「強すぎ」「悲痛すぎる」思わずツッコんだ…インパクト大な「まさかのアニオリ展開」
■その強烈な描写の数々に作者も困惑?…『鋼の錬金術師』
“アニオリ展開”のなかには、視聴者にトラウマ級のインパクトを与えた強烈なエピソードも存在する。なかでも荒川弘さんの大人気ダークファンタジー漫画『鋼の錬金術師』の2003年版のアニメでは、とあるキャラクターのあまりにも悲痛な“その後”が描かれ物議を醸した。 それが、リオールの町で出会うこととなる少女・ロゼだ。作中の新興宗教、レト教の信者として登場する彼女は、アニメ版では多少容姿の変更があったものの、基本的には原作同様の明るい少女として描かれていた。 主人公のエドワード・エルリックたちは「合成獣(キメラ)」に変えられたロゼの恋人を撃破。そして旅立つエルリック兄弟をロゼが送り出すのだが、彼女はその後、変わり果てた姿でまさかの再登場を果たすこととなる。 実はロゼは軍部に連行されて暴行を受け、そのショックから声を失い、喋れなくなってしまっていた。しかも父親がわからない赤子を抱いており、かつての快活さは微塵も感じられない。 アニメ化にあたり設定が変更されたキャラクターは多数いるものの、この数々の“負”の描写は原作ファンに大きなショックを与えた。
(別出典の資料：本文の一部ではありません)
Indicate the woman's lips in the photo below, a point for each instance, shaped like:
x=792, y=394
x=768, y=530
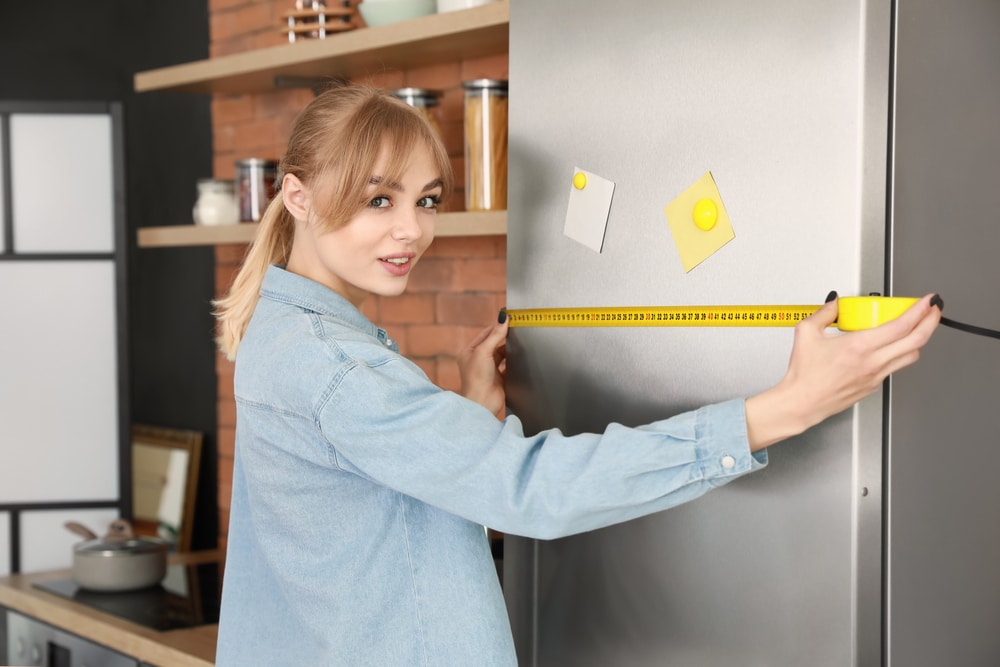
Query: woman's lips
x=397, y=266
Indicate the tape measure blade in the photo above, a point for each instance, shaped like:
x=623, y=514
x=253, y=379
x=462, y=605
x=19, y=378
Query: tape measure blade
x=662, y=316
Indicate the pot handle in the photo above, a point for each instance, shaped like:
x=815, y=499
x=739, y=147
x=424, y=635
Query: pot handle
x=81, y=530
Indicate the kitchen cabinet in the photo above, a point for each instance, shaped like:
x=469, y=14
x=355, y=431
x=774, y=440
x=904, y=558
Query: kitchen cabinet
x=438, y=38
x=62, y=391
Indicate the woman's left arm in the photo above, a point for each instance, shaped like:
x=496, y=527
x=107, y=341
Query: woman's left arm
x=482, y=365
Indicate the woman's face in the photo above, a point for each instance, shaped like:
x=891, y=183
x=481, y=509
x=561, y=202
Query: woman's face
x=376, y=250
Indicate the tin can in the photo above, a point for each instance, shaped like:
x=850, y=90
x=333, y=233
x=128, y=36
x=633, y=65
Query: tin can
x=485, y=144
x=255, y=178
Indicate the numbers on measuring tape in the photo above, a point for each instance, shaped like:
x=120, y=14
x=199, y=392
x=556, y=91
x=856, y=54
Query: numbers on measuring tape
x=662, y=316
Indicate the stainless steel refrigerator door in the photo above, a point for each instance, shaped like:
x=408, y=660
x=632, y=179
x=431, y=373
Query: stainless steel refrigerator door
x=943, y=546
x=786, y=103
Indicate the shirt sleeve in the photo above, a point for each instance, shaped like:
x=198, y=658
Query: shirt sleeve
x=389, y=423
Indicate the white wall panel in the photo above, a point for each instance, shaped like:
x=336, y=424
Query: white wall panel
x=58, y=384
x=3, y=195
x=4, y=544
x=62, y=182
x=46, y=543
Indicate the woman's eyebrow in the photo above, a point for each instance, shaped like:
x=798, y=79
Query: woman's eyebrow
x=393, y=185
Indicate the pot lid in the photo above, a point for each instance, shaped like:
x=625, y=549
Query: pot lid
x=120, y=541
x=122, y=548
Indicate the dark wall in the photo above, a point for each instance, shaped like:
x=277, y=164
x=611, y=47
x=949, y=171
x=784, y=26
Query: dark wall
x=67, y=50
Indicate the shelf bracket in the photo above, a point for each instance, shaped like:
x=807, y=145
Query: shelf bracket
x=317, y=84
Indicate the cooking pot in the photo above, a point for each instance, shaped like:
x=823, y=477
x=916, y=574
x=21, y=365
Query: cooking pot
x=120, y=561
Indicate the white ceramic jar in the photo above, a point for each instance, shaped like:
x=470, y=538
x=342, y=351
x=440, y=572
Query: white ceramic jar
x=216, y=203
x=452, y=5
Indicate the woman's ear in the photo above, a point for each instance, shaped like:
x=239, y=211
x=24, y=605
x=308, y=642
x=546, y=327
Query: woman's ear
x=296, y=197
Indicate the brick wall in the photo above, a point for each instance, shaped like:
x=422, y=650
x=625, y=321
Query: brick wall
x=453, y=292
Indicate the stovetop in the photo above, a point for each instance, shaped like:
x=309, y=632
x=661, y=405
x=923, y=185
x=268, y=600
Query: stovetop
x=188, y=597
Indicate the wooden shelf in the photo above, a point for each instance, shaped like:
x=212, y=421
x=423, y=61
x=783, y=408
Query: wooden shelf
x=489, y=223
x=428, y=40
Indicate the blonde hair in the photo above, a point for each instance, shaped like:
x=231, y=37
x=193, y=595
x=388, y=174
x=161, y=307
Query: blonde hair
x=333, y=150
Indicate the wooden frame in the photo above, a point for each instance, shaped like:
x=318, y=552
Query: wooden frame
x=165, y=464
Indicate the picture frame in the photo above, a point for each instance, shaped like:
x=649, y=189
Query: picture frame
x=165, y=465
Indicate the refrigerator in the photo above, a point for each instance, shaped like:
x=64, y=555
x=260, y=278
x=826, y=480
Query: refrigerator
x=856, y=148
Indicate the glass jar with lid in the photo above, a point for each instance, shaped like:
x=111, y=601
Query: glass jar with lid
x=485, y=144
x=424, y=100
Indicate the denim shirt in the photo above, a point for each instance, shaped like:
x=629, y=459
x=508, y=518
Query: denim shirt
x=360, y=492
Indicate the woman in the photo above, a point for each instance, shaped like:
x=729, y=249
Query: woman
x=360, y=489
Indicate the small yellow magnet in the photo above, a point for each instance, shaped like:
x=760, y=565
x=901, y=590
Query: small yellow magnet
x=705, y=214
x=697, y=242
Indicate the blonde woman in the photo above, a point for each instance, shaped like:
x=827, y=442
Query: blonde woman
x=360, y=489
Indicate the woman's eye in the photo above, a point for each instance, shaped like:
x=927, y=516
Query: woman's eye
x=429, y=202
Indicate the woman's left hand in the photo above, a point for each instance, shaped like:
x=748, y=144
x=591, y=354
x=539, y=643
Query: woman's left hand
x=481, y=366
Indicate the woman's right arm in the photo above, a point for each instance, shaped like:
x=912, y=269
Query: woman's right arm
x=829, y=372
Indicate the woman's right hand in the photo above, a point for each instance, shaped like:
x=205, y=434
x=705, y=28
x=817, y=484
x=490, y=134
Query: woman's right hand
x=831, y=371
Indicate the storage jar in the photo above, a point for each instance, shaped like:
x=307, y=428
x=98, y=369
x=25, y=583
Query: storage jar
x=216, y=203
x=485, y=144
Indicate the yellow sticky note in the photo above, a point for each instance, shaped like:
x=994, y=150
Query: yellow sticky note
x=699, y=222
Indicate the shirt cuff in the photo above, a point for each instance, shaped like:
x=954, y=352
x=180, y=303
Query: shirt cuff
x=723, y=445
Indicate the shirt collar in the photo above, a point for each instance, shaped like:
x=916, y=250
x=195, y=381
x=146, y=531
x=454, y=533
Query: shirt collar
x=284, y=286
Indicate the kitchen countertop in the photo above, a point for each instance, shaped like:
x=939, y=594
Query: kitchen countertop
x=189, y=647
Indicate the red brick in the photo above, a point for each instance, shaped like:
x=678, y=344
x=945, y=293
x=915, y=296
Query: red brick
x=448, y=376
x=489, y=275
x=436, y=77
x=258, y=138
x=223, y=140
x=465, y=308
x=490, y=67
x=232, y=108
x=433, y=274
x=431, y=340
x=409, y=308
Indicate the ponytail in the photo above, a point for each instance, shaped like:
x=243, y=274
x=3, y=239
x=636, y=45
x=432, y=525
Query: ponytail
x=271, y=246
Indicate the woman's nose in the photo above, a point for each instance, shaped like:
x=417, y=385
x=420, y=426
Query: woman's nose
x=406, y=226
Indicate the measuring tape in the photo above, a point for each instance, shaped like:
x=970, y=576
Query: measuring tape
x=854, y=313
x=661, y=316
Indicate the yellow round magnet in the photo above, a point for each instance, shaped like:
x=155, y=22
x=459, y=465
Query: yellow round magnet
x=864, y=312
x=705, y=214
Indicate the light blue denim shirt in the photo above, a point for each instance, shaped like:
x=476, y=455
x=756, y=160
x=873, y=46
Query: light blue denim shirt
x=360, y=492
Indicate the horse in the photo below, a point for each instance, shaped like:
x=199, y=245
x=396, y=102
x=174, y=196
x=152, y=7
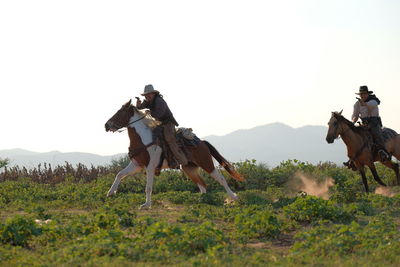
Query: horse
x=146, y=153
x=358, y=148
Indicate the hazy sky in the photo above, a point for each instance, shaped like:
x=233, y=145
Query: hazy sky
x=67, y=66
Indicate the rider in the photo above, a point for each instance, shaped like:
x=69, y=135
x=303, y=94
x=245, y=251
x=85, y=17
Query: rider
x=160, y=111
x=367, y=108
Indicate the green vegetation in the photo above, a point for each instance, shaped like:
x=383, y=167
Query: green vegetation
x=3, y=162
x=50, y=219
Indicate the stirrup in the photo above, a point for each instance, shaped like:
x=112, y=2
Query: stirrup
x=350, y=164
x=384, y=155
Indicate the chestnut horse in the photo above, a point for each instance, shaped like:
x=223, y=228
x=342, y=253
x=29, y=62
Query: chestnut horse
x=146, y=154
x=358, y=149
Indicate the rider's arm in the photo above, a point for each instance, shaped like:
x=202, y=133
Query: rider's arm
x=159, y=109
x=371, y=105
x=142, y=105
x=356, y=112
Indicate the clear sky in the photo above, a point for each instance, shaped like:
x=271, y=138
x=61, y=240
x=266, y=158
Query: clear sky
x=67, y=66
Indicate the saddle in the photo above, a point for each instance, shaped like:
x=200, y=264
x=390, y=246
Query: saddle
x=185, y=139
x=387, y=134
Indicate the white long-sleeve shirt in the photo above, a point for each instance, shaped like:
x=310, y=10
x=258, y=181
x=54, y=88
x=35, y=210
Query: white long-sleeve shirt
x=369, y=110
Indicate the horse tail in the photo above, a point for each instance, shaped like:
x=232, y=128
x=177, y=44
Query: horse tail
x=224, y=163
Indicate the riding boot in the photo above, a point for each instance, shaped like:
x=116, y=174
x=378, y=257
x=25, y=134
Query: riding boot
x=376, y=132
x=350, y=164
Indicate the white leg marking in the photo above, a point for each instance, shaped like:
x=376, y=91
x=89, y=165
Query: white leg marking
x=221, y=179
x=155, y=153
x=132, y=168
x=202, y=189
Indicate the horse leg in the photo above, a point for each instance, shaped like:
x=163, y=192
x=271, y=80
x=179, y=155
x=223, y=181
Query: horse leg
x=364, y=179
x=394, y=167
x=132, y=168
x=375, y=174
x=192, y=171
x=155, y=155
x=203, y=158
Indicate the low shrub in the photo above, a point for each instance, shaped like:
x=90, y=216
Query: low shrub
x=17, y=231
x=311, y=209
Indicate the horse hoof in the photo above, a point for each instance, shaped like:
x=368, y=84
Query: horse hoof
x=145, y=206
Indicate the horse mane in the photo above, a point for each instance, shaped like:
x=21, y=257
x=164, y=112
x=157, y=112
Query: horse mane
x=148, y=120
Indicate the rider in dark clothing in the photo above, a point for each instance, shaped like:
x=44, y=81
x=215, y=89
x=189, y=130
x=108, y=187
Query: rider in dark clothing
x=367, y=109
x=159, y=110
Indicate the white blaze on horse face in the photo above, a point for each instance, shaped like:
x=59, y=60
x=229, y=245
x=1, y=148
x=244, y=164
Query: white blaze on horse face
x=132, y=168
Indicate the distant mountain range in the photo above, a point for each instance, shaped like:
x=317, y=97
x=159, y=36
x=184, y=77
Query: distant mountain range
x=270, y=144
x=277, y=142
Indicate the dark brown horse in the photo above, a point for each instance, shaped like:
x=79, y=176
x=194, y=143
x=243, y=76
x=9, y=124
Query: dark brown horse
x=146, y=154
x=358, y=148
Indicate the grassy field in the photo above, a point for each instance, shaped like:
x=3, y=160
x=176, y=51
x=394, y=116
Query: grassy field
x=72, y=222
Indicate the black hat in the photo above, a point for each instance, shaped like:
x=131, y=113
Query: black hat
x=363, y=90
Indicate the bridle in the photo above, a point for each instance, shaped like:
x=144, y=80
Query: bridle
x=129, y=124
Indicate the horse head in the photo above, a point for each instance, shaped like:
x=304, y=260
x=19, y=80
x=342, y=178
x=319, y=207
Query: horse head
x=333, y=127
x=121, y=118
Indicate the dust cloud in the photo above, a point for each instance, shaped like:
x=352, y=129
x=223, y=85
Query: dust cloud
x=311, y=186
x=384, y=191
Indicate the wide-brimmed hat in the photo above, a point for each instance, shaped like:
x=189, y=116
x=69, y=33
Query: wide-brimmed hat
x=148, y=89
x=363, y=90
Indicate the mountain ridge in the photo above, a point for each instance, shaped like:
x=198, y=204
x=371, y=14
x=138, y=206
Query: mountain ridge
x=270, y=144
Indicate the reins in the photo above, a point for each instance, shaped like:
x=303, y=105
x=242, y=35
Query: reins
x=129, y=124
x=360, y=150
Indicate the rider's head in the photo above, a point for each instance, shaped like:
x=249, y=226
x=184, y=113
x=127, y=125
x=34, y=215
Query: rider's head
x=364, y=92
x=149, y=92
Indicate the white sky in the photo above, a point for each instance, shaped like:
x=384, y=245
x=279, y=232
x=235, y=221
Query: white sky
x=67, y=66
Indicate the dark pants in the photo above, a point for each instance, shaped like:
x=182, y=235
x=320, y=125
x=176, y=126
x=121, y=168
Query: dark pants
x=374, y=125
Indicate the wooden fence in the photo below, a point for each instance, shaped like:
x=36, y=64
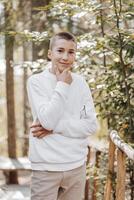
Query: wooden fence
x=118, y=151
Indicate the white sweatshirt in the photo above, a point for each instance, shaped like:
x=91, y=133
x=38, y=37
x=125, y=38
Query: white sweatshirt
x=66, y=109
この展開には原作者の荒川さんも「私が目指す少年マンガにおける娯楽の範囲から逸脱していた」とコメントしており、これがいかに衝撃的な展開だったのかを物語っている。 あまりの衝撃的な展開に、ファンの間ではトラウマ級のアニオリエピソードとして語り継がれることとなった。
■取り残されたその姿に思わず視聴者も涙…『巨人の星』
“アニオリ展開”では、キャラクターのちょっとした日常が描かれることも少なくはないが、どこか物悲しい描写でファンを涙させたのが、原作:梶原一騎さん、作画:川崎のぼるさんのタッグが手掛ける名作野球漫画『巨人の星』のアニオリエピソードだ。 野球一筋で育った熱血漢・星飛雄馬が数々の強敵たちと激闘を繰り広げていく本作において、飛雄馬の不器用な日常シーンが描かれるのが、アニメ版第92話「折り合わぬ契約」なるエピソードである。 これまでひたすら野球に時間を費やしてきた飛雄馬だったが、アームストロング・オズマに「野球ロボット」呼ばわりされたことで、自身の生き方に疑問を持つようになってしまう。 この言葉をきっかけに必死に失った“青春”を取り戻そうと奔走する飛雄馬は、知り合いらに声をかけ、大きなケーキやチキンを用意した“クリスマスパーティー”を開くことを計画するのである。 しかし、招待したはずのライバルたちは飛雄馬と慣れ合うことを良しとせず、あえてこの誘いを断ってしまう。挙句、招待していた明子からも欠席の電報を入れられてしまい、なんとパーティーには誰一人としてやってこないのだ。 一人ぽつんと取り残された飛雄馬は、脳裏に響き渡る「野球ロボット」の言葉と物悲しさに耐えきれず、涙を流しながら大暴れ。料理やケーキはもちろん、テーブルや椅子、窓ガラスまで破壊し、会場をめちゃくちゃにしてしまった。 飛雄馬が自身の生き方に苦悩する不器用な姿と、そのあまりにも物悲しい結末が思わず視聴者の涙を誘う、なんとも印象的な“アニオリ展開”だった。 原作にはない新たな展開や描写で作品の世界観を広げてくれる“アニオリ展開”。ときにはその強烈過ぎるエピソードで原作ファンを驚愕させてしまうことも珍しくはないが、キャラクターの思わぬ一面を垣間見ることもできるのも、アニオリならではの醍醐味だといえるだろう。 驚きの展開によって今もなおファンの心に焼き付いた数々の“アニオリ展開”を、ぜひご自身の目で確かめてみてほしい。